Impossible de ne pas évoquer le Moulin-Rouge et ses spectacles grandioses dans La Revue des revues de Joe Francis et Alex Nalpas (1927) où l’on peut admirer les plus célèbres danseuses telle que Joséphine Baker, et dans le fascinant Moulin Rouge d’Ewald-André Dupont (1928). Autre film britannique, signé Alfred Hitchcock, The Pleasure Garden (1925) confronte le destin de deux danseuses et leurs visions divergentes de la gloire et de l’amour, un film délicieusement drôle et noir.
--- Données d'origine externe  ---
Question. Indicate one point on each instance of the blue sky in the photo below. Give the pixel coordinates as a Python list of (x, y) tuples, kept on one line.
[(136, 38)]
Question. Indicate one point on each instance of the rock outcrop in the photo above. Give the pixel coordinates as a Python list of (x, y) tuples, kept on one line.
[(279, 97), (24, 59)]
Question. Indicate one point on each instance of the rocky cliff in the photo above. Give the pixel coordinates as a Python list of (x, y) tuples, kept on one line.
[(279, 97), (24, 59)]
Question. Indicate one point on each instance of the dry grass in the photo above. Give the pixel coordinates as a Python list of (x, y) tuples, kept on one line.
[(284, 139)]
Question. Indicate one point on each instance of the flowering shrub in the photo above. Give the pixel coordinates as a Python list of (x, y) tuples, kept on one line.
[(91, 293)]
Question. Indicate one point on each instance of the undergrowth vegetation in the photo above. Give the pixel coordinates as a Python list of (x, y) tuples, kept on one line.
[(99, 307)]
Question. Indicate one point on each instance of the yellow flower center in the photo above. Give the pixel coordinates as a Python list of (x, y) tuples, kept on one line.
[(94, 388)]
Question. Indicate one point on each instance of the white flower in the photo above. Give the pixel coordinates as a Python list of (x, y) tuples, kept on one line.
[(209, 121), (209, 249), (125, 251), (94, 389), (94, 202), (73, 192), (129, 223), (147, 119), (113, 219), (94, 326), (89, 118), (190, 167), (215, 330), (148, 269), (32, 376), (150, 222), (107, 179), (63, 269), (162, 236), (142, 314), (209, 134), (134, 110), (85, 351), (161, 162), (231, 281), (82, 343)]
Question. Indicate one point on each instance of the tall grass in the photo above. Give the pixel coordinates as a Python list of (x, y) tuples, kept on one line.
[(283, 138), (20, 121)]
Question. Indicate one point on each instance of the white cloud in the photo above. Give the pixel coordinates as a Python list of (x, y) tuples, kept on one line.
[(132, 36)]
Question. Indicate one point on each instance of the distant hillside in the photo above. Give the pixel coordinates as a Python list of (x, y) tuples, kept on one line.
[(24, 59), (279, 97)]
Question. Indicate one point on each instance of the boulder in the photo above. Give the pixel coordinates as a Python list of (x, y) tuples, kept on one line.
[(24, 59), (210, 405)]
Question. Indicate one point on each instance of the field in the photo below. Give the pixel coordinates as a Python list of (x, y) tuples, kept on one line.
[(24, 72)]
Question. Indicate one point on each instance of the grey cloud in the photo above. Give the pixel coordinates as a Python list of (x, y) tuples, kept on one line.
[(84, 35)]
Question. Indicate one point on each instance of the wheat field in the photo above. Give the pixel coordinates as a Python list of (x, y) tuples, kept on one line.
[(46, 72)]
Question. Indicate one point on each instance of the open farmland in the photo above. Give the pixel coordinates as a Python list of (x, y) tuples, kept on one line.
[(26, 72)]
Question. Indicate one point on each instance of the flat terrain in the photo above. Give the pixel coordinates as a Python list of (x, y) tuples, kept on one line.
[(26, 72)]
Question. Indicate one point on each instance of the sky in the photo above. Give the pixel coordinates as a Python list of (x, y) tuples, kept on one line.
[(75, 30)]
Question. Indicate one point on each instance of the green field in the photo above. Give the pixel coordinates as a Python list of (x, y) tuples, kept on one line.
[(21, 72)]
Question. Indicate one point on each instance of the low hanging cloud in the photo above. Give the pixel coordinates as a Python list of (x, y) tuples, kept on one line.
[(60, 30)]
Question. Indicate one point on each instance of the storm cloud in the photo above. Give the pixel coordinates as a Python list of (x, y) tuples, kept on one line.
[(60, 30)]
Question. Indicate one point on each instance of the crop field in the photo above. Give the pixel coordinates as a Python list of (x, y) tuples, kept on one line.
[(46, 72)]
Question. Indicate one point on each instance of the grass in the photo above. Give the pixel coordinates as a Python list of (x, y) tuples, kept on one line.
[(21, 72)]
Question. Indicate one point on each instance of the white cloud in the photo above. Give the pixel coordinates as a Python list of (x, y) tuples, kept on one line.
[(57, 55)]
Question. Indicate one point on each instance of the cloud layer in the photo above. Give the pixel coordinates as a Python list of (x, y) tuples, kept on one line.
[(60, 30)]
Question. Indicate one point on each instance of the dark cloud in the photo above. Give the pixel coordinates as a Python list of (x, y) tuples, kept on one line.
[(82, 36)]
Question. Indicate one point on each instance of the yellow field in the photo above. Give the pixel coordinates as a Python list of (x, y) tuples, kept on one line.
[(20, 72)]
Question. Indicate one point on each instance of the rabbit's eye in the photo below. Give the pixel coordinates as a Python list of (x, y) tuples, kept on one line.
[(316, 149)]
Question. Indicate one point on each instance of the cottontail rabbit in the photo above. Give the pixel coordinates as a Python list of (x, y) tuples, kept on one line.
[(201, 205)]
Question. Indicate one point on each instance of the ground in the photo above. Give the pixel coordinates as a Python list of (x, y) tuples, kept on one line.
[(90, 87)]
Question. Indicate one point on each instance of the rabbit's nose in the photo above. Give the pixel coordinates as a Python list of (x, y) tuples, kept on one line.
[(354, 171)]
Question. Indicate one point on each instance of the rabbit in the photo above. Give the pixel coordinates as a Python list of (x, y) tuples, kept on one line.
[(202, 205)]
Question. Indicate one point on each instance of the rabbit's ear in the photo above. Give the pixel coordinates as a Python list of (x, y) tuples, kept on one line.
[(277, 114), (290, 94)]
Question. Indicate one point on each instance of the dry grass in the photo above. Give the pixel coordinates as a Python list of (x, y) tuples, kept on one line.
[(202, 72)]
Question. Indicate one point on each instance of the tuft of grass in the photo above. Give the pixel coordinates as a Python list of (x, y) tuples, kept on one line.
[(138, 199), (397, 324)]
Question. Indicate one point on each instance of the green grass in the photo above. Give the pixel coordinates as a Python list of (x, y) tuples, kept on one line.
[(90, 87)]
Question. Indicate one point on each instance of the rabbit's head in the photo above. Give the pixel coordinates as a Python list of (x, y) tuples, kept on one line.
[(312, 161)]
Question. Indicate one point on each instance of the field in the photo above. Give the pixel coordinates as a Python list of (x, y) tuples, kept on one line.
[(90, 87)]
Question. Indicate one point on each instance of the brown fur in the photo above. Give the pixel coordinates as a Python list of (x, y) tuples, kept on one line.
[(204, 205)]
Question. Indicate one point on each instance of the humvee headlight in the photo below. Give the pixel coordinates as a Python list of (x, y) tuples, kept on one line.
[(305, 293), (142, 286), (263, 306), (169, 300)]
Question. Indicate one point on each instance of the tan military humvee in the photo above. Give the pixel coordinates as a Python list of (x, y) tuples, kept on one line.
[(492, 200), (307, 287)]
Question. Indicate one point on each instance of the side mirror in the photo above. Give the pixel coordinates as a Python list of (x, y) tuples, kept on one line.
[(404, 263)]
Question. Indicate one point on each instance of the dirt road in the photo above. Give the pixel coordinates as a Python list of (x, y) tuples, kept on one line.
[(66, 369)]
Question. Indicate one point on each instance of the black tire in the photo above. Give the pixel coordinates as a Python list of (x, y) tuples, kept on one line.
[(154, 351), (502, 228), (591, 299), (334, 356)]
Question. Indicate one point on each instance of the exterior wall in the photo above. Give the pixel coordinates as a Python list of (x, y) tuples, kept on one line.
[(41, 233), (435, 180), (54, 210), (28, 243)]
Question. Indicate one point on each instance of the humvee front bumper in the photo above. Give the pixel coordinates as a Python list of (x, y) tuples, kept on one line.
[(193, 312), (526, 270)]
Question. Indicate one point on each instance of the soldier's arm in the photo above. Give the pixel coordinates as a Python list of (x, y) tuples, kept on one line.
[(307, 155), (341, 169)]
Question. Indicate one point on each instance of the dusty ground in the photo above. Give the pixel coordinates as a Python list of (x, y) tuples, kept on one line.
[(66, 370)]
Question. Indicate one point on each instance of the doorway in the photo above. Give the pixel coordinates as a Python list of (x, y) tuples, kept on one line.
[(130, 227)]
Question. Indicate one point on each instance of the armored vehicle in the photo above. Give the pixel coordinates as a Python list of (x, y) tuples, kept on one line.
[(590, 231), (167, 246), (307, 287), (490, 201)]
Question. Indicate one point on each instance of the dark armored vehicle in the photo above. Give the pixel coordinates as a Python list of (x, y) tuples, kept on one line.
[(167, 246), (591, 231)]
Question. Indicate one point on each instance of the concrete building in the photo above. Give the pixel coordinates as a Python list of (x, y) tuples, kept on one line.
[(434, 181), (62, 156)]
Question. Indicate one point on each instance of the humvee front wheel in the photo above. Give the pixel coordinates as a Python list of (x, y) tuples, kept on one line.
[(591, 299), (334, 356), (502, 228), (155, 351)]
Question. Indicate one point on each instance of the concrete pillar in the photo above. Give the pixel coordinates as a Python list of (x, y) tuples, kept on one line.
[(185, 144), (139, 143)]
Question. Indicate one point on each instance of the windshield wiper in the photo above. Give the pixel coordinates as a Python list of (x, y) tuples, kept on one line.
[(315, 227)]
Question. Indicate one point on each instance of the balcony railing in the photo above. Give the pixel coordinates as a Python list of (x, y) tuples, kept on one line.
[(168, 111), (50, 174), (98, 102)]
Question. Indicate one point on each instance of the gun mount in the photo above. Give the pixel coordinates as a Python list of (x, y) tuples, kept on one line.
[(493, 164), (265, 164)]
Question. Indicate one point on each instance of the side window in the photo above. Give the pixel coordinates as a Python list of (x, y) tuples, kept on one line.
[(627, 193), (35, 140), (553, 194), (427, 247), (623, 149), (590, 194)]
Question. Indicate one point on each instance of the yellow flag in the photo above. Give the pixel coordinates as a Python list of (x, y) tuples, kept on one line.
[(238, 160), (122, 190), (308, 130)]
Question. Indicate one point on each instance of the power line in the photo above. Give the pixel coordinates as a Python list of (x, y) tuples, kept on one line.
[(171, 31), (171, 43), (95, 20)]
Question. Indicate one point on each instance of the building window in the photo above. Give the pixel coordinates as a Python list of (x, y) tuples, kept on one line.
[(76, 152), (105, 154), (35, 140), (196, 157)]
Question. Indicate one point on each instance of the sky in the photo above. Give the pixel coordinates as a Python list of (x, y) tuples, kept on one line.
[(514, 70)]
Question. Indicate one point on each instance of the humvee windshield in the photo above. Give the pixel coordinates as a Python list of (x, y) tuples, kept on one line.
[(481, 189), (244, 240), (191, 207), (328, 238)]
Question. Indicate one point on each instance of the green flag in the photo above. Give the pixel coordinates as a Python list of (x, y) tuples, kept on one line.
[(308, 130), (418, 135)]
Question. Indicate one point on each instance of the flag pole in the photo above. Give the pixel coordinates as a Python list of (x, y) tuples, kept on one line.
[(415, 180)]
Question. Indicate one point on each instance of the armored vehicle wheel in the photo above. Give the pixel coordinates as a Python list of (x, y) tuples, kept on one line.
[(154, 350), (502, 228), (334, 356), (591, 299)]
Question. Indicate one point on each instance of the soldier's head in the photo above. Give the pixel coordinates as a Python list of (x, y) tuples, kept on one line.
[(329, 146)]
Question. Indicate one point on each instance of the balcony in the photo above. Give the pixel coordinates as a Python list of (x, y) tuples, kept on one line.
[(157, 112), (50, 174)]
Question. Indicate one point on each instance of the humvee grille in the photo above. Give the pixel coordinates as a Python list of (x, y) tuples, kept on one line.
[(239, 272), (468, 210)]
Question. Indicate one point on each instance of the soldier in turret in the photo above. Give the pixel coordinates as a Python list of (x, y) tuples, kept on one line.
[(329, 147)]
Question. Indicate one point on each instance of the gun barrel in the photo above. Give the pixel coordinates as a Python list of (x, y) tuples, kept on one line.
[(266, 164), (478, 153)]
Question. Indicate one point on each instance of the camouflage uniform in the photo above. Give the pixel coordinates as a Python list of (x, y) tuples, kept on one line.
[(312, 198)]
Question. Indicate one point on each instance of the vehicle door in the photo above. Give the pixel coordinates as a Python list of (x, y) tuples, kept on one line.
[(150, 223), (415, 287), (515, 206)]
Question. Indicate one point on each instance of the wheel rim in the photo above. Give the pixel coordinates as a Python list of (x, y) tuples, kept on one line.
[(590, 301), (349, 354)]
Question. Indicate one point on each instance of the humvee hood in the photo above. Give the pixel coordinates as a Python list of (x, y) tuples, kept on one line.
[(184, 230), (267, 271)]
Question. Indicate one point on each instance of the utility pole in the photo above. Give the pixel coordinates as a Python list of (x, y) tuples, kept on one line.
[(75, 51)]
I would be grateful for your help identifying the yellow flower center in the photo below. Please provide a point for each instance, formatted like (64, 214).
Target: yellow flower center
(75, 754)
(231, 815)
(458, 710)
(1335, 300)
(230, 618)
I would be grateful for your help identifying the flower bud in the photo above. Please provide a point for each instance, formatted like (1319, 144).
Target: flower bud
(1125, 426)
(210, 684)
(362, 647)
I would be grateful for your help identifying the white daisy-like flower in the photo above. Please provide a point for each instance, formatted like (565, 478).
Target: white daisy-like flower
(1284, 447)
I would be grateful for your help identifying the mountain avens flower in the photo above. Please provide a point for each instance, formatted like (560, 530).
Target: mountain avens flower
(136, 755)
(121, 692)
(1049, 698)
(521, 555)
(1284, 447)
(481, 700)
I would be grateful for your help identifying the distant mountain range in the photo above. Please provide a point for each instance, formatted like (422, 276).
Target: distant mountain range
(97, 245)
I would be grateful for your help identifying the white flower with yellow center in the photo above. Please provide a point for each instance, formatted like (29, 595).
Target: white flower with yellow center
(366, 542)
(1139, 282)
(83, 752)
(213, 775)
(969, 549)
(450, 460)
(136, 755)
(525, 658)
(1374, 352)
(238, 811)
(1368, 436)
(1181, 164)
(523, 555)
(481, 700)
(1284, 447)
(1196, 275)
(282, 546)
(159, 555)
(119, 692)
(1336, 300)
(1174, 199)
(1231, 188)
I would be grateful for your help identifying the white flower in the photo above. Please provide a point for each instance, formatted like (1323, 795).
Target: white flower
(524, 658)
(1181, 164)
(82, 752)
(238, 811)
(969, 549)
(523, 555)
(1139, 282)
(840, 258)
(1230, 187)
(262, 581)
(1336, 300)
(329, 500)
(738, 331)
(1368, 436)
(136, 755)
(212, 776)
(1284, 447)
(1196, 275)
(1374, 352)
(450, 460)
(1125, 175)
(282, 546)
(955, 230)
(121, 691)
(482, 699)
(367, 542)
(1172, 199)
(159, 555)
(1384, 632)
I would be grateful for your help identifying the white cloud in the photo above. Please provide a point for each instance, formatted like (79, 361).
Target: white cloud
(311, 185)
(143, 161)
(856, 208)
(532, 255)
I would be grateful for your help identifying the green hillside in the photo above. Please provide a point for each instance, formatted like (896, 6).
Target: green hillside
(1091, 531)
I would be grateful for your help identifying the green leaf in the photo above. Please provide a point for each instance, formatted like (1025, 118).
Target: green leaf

L’immense succès du charleston est foisonnant et donne lieu à de nombreux hommages, de Charley Bowers préparant un concours, au couple Jean Renoir-Catherine Hessling à la rencontre de l’artiste et danseur américain Johnny Hudgins. Mae Murray, danseuse aux Ziegfeld Follies de Broadway avant le cinéma, incarne en 1924 une version moderne de Circé, et offre dans ce film des scènes de danse endiablées, excessives et emblématiques, tout à son image.


La danse s’est naturellement et parfaitement intégrée au récit cinématographique, bien que le geste dansé apparaisse sous des formes diverses : performances, tableaux chorégraphiques, attractions, parodies, rêves, scènes comiques, moments d’érotisme, recherche avant-gardiste. Comme l’écrit Nicole Brenez : « … la danse joue un rôle structurant, précisément parce qu’elle est indue, déplacée, déplaçante : elle est la conductibilité même. » (De la figure en général et du corps en particulier. L'invention figurative au cinéma. Ed. De Boeck Supérieur, 1998)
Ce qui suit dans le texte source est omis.